Role: Senior iOS Audio Engineer
Objective: Refactor the app's ShazamKit integration to ingest audio directly from an AVPlayer HLS stream buffer instead of the microphone. Make this work with none HLS stations to.

Task Requirements:

  1. Implement an MTAudioProcessingTap to intercept the audio from an AVPlayerItem.
  2. In the tap's process callback, retrieve the raw AudioBufferList.
  3. Convert the incoming audio format (likely AAC/High-Sample Rate) into a mono AVAudioPCMBuffer compatible with ShazamKit (16kHz or 44.1kHz).
  4. Feed the resulting buffer into SHSession.matchStreamingBuffer(_:at:).
  5. Thread Safety: Ensure the matching logic is dispatched to a background serial queue to prevent blocking the real-time audio render thread.
  6. Privacy: Remove all code related to AVAudioInputNode and the NSMicrophoneUsageDescription requirement.

2. Technical Architecture

The best approach for AVPlayer is the MTAudioProcessingTap.
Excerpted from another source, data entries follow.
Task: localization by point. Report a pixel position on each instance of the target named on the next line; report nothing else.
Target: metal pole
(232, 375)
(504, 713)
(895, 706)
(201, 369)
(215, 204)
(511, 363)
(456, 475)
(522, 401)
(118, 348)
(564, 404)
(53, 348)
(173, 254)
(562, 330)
It acts as a digital "splitter" in the audio pipeline.

Component Responsibility
AVPlayerItem Holds the HLS asset and the AVAudioMix.
MTAudioProcessingTap A low-level C-callback that provides access to the raw PCM samples.
AVAudioConverter Resamples the stream audio (e.g., 48kHz Stereo) to Shazam-friendly (16kHz Mono).
SHSession Analyzes the signature generated from the converted buffer.

3. Implementation Examples

A. The Processing Tap Callback

This function must be a C-style function (outside a class or static) to handle the raw audio frames.

func tapProcessCallback(
    tap: MTAudioProcessingTap,
    numberFrames: CMItemCount,
    flags: MTAudioProcessingTapFlags,
    bufferListInOut: UnsafeMutablePointer<AudioBufferList>,
    numberFramesOut: UnsafeMutablePointer<CMItemCount>,
    flagsOut: UnsafeMutablePointer<MTAudioProcessingTapFlags>
) {
    // 1. Fetch the audio from the source
    let status = MTAudioProcessingTapGetSourceAudio(tap, numberFrames, bufferListInOut, flagsOut, nil, numberFramesOut)
    
    if status == noErr {
        // 2. Access the class instance stored in the tap's storage
        let storage = Unmanaged<ShazamManager>.fromOpaque(MTAudioProcessingTapGetStorage(tap)).takeUnretainedValue()
        
        // 3. Forward the raw buffer to the analysis queue
        storage.analyze(bufferList: bufferListInOut, frameCount: numberFrames)
    }
}
B. Installing the Tap on HLS
Attach the tap via an AVMutableAudioMix once the player item is ready.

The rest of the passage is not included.